Businesses value managers who can approach problems in fresh, innovative ways, and who can use creative tools like design thinking, improvisation and ideation, and experimentation to develop new processes or approaches.
Thinking critically through problems and evaluating different solutions is another valuable soft skill. Critical thinking isn’t just about spending more time solving a problem, but looking at it rationally, weighing the pros and cons, seeing its long-term effects and making decisions based on logic rather than emotion.
A leader must be a problem solver, and the higher up a manager wants to go, the harder the problems they’ll need to solve. Having good problem solving skills means being able to weigh all aspects of an issue with clarity and calmness, and make a decision – sometimes in a split second – with the information available.
Diversity and Inclusion
With more workplaces implementing diversity and inclusion initiatives, a manager must have the ability to prioritize creating diverse teams, and making sure that everyone gets a seat at the table. Managers must also have enough self and cultural awareness to know in which areas their teams are lacking.

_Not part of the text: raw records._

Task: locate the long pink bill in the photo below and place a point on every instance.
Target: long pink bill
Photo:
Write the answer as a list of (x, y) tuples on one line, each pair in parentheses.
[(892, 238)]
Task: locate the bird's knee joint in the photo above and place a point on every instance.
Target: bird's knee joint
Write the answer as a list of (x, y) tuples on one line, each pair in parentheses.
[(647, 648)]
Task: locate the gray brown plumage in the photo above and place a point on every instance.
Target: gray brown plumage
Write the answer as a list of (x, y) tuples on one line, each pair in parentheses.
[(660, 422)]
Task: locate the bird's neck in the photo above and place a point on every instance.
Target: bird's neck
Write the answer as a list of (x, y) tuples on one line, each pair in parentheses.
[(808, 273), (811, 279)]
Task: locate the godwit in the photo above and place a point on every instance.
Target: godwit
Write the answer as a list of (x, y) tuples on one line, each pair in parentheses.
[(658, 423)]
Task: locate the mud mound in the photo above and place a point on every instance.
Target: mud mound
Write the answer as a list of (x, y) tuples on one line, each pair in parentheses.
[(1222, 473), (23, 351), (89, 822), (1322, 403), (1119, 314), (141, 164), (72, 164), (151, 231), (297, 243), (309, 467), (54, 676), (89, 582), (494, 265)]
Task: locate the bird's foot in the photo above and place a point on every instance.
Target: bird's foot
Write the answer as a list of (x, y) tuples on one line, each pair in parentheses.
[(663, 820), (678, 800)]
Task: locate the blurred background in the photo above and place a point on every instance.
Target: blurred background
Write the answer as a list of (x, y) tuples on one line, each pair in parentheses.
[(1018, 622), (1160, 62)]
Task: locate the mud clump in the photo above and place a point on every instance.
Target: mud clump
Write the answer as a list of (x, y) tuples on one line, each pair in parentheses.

Emotional intelligence is being able to control one’s own emotions in a workplace environment and being aware of others’ emotions. This means cultivating self-control, mindfulness and self-awareness around one’s own actions, and also being responsive to issues, concerns or other challenges that members of the team are experiencing.
Every industry has customers or clients, and having a service orientation means having a constant focus on the end user – from product development, to customer support, to hearing their concerns. Service-oriented managers will train their teams to focus on customers, which sometimes means reassessing team priorities.
Productivity and Time Management
Managers don’t just have to deal with project deadlines, but with stakeholder concerns, budgetary requirements and pressure from senior leadership. Another soft skill to possess is time management, which will help keep teams on track and be more efficient.
Managers must be able to lead their teams through change by not only managing operational shifts, but by addressing employee fears or concerns. They must also know how to communicate well during times of change in order to keep up morale and maintain confidence.
A manager who rigidly adheres to plans is going to cause friction within the team. But one who is nimble and flexible, who can easily leave plans behind and move to new options, all while getting the team on board to do so, will be a valuable asset to the organization.
All managers have the option to be leaders. Leadership requires the ability to inspire others, communicate and motivate, gain trust, and have others look to you for vision and guidance. Leadership skills are especially important as businesses assess who they want to promote.
Soft Skills Can Be Learned
While they seem less concrete and quantifiable, soft skills can be learned with proper training.
First, start by evaluating recruits in the hiring pipeline to see which soft skills they already possess, and begin hiring more people who have them. For current employees, evaluate which soft skills they may already demonstrate and offer training to strengthen them. While soft skills aren’t as straightforward as learning a new software program and taking a test, for example, employees who are open to growth can learn and practice within the safety of their teams or with their managers. Having an employee training program that offers courses in soft skills is key, as well.
As businesses are reassessing how to get through 2020’s economic changes, and as employees look to pursue new job opportunities, we’re certain to see each one focus more on soft skills in order to stay competitive and ensure long-term growth.